Quello è un’erbaccia velenosa, Sir Thomas,
e dobbiamo estirparla. Dalle vostre incombenze
vi ho troppo a lungo trattenuto. Buonanotte, Sir Thomas.
LOVELL
Molte notti serene, monsignore. Sempre al vostro servizio.
Escono Gardiner e il Paggio
Entrano il Re e Suffolk
RE
Charles, basta giocare, stanotte.
La testa ce l’ho altrove: siete un osso troppo duro.
SUFFOLK
Sire, non v’avevo mai battuto prima d’ora.
RE
Ben di rado, Charles;
ma non ce la spunterete mai, se mi concentro nel gioco.
Allora, Lovell, che notizie dalla Regina?
LOVELL
Non ho potuto comunicarle di persona
ciò che mi avete ordinato, ma tramite la sua ancella
le ho inviato il messaggio; ella vi trasmette i suoi ringraziamenti
con la più grande umiltà, e implora l’Altezza Vostra
di pregare ardentemente per lei.
RE
Cosa mi dici, ohibò?
Di pregare per lei?
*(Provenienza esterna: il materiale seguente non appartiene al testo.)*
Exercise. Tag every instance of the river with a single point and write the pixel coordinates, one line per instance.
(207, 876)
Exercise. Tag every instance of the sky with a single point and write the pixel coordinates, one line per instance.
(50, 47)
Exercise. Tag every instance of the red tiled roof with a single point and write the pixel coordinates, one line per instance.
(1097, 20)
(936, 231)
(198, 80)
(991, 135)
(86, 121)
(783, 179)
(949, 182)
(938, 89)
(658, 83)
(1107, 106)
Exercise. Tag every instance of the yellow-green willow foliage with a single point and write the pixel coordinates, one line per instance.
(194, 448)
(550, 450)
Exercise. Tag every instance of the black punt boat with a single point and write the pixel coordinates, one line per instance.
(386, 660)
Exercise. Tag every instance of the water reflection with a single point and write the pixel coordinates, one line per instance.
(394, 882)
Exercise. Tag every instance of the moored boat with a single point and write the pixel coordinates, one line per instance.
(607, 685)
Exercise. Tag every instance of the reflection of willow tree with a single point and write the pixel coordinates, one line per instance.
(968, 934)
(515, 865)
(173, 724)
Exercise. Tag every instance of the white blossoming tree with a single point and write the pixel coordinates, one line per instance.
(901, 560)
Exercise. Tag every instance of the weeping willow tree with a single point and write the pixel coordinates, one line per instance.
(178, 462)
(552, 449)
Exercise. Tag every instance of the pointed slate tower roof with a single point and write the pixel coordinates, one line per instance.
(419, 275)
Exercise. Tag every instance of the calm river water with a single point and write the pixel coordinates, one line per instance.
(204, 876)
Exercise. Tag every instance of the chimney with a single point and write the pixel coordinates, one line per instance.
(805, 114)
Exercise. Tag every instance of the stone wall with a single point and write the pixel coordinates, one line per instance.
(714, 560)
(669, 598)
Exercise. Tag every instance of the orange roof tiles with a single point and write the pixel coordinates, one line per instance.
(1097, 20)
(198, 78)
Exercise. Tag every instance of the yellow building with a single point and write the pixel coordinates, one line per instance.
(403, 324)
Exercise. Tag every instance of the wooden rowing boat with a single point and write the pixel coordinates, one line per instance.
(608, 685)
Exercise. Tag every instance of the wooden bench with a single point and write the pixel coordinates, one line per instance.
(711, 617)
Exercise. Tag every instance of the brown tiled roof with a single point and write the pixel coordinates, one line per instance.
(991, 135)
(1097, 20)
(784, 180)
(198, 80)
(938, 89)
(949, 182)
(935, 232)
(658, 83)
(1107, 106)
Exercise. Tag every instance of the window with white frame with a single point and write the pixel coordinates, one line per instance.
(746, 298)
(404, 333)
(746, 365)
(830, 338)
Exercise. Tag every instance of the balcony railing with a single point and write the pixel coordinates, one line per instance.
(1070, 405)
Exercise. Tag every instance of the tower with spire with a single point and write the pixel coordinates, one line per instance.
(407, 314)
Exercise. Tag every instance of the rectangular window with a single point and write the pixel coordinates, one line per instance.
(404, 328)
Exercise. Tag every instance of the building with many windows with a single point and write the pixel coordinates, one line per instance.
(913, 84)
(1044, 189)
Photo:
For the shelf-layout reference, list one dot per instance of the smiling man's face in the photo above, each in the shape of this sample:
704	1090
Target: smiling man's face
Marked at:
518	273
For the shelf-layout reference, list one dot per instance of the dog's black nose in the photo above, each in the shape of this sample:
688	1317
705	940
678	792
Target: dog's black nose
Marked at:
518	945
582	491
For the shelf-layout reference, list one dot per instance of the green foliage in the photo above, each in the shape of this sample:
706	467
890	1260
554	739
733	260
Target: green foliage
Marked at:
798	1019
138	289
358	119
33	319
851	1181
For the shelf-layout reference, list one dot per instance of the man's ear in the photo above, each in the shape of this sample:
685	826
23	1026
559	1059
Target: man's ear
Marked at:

Come, siamo già alle doglie?
LOVELL
Così dice l’ancella, e tale è la sofferenza
che ogni spasimo è quasi una morte.
RE
Ahimè, la mia buona Regina!
SUFFOLK
Dio la sollevi incolume dal suo fardello,
e le sia dolce il travaglio, perch’ella allieti
Vostra Altezza con un erede.
RE
È mezzanotte, Charles:
ti prego, a letto, e nelle tue preghiere ricorda
lo stato della mia povera Regina. Lasciami solo,
che devo riflettere a cose per cui la compagnia
sarebbe di scarso aiuto.
SUFFOLK
Auguro a Vostra Altezza
una notte tranquilla, e nelle mie orazioni
ricorderò la mia buona Regina.
RE
Buona notte, Charles.
Esce Suffolk
Entra Sir Anthony Denny
Ebbene, signore, che accade?
DENNY
Sire, vi ho portato Sua Eminenza l’Arcivescovo,
come m’avete comandato.
RE
Ohibò! Canterbury?
DENNY
Sì, mio buon Sire.
RE
Avete ragione. Dov’è, Denny?
DENNY
È a disposizione di Vostra Altezza.
RE
Portatelo al nostro cospetto.
[Esce Denny]
LOVELL [a parte]
Dev’essere la faccenda di cui ha parlato il Vescovo.
Arrivo al momento giusto.
Entrano Cranmer e Denny
RE
Sgombrate la galleria! Lovell ha l’aria d’indugiare
Ohibò! Andate, vi dico!
Allora? Escono Lovell e Denny
CRANMER [a parte]
Mi sento in ansia: perché un tale cipiglio?
Ha l’aria di quando incute terrore. Qualcosa non va.
RE
Ebbene, monsignore? Vi garberà di sapere
perché vi ho fatto chiamare.
CRANMER [inginocchiandosi]
È mio dovere
tenermi a disposizione di Vostra Altezza.
RE
Vi prego, alzatevi,
mio buon e grazioso Arcivescovo di Canterbury.
Venite, io e voi faremo un giretto assieme:
ho novità da raccontarvi. Suvvia, venite, datemi la mano.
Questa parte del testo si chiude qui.